Speaker
Description
Artificial Intelligence (AI) is now considered a mature technology for the de novo design of protein binders, offering a potentially more reliable option when working with poorly immunogenic or highly conserved target antigens, or when a specific conformational epitope must be targeted. Current benchmarks indicate that more than 10 designs typically must be characterized to yield binders with low nanomolar affinity and sufficient stability. However, most published successes have focused on biomarkers (e.g., PD-L1) for which structural data and targeting interfaces were already established via classical approaches. In contrast, there are very few documented cases where novel biomarkers and functionally relevant epitopes have been successfully targeted.
CDKL5 is an essential kinase whose dysfunction correlates with neurological conditions, including CDKL5 Deficiency Disorder. The sequence of its N-terminal kinase domain is highly conserved among CDKL enzymes, whereas its C-terminus is disordered and contains several evolutionary conserved sequences likely involved in functional regulation.
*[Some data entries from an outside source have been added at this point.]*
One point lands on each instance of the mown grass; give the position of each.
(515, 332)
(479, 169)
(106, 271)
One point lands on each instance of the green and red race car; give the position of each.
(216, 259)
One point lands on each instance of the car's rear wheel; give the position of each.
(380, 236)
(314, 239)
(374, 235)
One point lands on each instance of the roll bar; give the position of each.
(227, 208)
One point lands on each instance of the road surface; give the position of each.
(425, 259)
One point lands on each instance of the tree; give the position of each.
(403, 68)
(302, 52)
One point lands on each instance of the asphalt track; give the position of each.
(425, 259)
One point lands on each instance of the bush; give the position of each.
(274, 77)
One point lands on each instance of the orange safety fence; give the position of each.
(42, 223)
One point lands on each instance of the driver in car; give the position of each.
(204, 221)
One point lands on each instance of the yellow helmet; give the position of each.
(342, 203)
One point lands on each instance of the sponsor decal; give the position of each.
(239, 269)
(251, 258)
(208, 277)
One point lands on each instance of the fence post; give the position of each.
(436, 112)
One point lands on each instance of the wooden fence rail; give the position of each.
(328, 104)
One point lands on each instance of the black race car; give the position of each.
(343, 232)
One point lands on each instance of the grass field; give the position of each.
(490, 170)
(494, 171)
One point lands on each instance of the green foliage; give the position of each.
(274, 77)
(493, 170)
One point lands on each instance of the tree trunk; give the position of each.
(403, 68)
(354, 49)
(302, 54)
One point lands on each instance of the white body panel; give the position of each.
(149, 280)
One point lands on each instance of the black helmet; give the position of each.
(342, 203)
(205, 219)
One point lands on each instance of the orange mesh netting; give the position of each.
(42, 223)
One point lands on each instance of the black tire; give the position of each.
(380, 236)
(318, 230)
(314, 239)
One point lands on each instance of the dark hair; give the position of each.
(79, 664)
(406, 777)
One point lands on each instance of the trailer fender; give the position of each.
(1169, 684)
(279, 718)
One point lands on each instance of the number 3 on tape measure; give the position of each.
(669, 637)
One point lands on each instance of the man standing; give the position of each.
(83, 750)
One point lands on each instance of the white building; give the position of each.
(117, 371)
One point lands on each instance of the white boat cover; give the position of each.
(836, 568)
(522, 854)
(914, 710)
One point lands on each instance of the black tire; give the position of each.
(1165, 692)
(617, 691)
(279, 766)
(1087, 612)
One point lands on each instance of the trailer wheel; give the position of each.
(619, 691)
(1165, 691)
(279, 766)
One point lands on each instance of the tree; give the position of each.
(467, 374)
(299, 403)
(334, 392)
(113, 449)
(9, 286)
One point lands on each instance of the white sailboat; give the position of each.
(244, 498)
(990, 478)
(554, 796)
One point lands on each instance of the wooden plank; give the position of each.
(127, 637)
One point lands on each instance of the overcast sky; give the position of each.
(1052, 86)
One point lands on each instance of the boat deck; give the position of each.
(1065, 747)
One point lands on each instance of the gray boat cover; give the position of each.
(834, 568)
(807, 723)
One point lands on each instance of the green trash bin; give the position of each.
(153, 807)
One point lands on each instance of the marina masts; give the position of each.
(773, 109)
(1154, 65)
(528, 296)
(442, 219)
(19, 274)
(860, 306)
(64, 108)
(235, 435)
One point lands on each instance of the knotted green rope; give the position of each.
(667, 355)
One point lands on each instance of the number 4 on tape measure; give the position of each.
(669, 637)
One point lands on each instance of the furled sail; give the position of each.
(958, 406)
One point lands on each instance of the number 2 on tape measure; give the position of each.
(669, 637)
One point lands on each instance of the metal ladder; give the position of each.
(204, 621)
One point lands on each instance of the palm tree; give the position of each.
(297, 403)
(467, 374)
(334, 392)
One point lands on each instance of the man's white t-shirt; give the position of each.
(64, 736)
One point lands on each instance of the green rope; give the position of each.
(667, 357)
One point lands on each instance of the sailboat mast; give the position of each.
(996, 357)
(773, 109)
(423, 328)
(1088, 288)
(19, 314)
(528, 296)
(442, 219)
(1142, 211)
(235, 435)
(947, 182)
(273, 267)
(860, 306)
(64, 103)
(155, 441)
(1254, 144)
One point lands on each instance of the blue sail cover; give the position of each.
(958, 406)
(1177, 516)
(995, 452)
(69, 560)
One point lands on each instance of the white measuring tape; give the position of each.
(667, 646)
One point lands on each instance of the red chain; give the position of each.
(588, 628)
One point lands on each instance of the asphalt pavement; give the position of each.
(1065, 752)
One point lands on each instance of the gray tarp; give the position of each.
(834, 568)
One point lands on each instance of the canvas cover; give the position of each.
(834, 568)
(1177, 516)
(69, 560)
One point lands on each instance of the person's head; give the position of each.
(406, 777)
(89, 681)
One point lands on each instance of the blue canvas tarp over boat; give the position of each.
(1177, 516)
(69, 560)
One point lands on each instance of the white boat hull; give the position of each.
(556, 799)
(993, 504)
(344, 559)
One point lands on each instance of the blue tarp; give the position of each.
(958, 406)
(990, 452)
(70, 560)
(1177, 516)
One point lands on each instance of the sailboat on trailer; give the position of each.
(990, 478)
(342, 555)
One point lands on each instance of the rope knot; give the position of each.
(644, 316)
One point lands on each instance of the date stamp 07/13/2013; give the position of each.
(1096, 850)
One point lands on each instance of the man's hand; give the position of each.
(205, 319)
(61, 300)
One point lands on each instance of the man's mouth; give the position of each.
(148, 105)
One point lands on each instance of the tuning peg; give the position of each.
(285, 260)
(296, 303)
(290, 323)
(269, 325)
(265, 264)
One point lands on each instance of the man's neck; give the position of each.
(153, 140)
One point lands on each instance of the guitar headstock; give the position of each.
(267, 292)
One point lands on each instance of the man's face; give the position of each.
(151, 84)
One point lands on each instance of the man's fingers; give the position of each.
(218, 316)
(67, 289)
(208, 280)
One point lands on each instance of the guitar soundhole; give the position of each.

These structural characteristics explain the historical difficulty in recovering highly specific antibodies for CDKL5 epitopes using classical discovery techniques. Consequently, the ability to quantify and precisely localize the protein in cells and tissues has been severely impaired.
Our project devised a customized approach to score de novo redesigned protein mini-binders targeting a specific, dynamically stable conformational epitope unique to the catalytic domain of CDKL5. The protocol integrated AI-driven biophysical models and physics-based simulations to shortlist the candidate pool to 15. The preliminary results will be discussed. Furthermore, we will show how a similar approach can be used to target also specific functional linear epitopes.